Norbord has production facilities in Canada, the United States, Britain and Belgium. Vancouver-based West Fraser said it expects annual savings of $80-million by merging the companies. Some of that will come from the ability to take advantage of the proximity of operations in regions such as the southern U.S. and Western Canada. The company does not plan on major layoffs to achieve its targets for cost savings, Mr. Ferris said.
For shareholders of Norbord, who will own 44 per cent of the combined business, the increased scale and diversity of products will offer better protection against cyclical downturns, said Peter Wijnbergen, Norbord’s CEO.
To proceed, the transaction requires the approval of investors that hold two-thirds of Norbord shares. Brookfield Asset Management, which owns 43 per cent of its shares, has agreed to support the deal. A simple majority of votes by cast by West Fraser shareholders is also required.
Assuming the transaction is approved, it would be completed in the first quarter of 2021.
B.C. billionaire Jim Pattison owns large stakes in West Fraser, as well as forestry rival Canfor Corp.
“We’ll absolutely support West Fraser and Brookfield. We will certainly support the transaction,” Mr. Pattison said in an interview. “West Fraser is a high-quality company with high-quality management and as far as Brookfield is concerned, they don’t make them any better.”
In March, Mr. Pattison raised his stake in West Fraser to 13.8 per cent from 11.9 per cent. He already owns nearly 51 per cent of Vancouver-based Canfor.
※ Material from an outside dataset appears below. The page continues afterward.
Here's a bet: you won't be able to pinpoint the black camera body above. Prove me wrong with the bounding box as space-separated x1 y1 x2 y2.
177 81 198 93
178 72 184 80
West Fraser is Canada’s largest lumber producer, followed by Canfor.
There had been speculation of a West Fraser-Canfor merger, but B.C.’s NDP government would frown on consolidation in a sector already reeling from lumber mill closings across the province. In late 2019, minority shareholders in Canfor rejected Mr. Pattison’s $983.8-million cash bid to acquire stock that he doesn’t already own in the company.
A major shareholder in West Fraser is Seattle-based Ketcham Investments Inc., controlled by the family of Hank Ketcham, West Fraser’s chairman and former CEO. West Fraser said certain members of the Ketcham family have agreed to vote their 19-per-cent stake in favour of the transaction.
CIBC World Markets Inc. analyst Hamir Patel said the deal makes sense. “It provides West Fraser an opportunity to expand into another attractive category in wood products (OSB),” Mr. Patel said in a research note. “The combined business should see reduced earnings volatility given differing peak/trough cycles for OSB versus lumber and the combined entity should benefit from increased trading liquidity.”
West Fraser said it secured US$1.3-billion in credit facilities for the transaction, which are estimated to provide US$1.1-billion in undrawn capacity after the deal closes.
The deal includes a break fee of $110-million should it fail to close.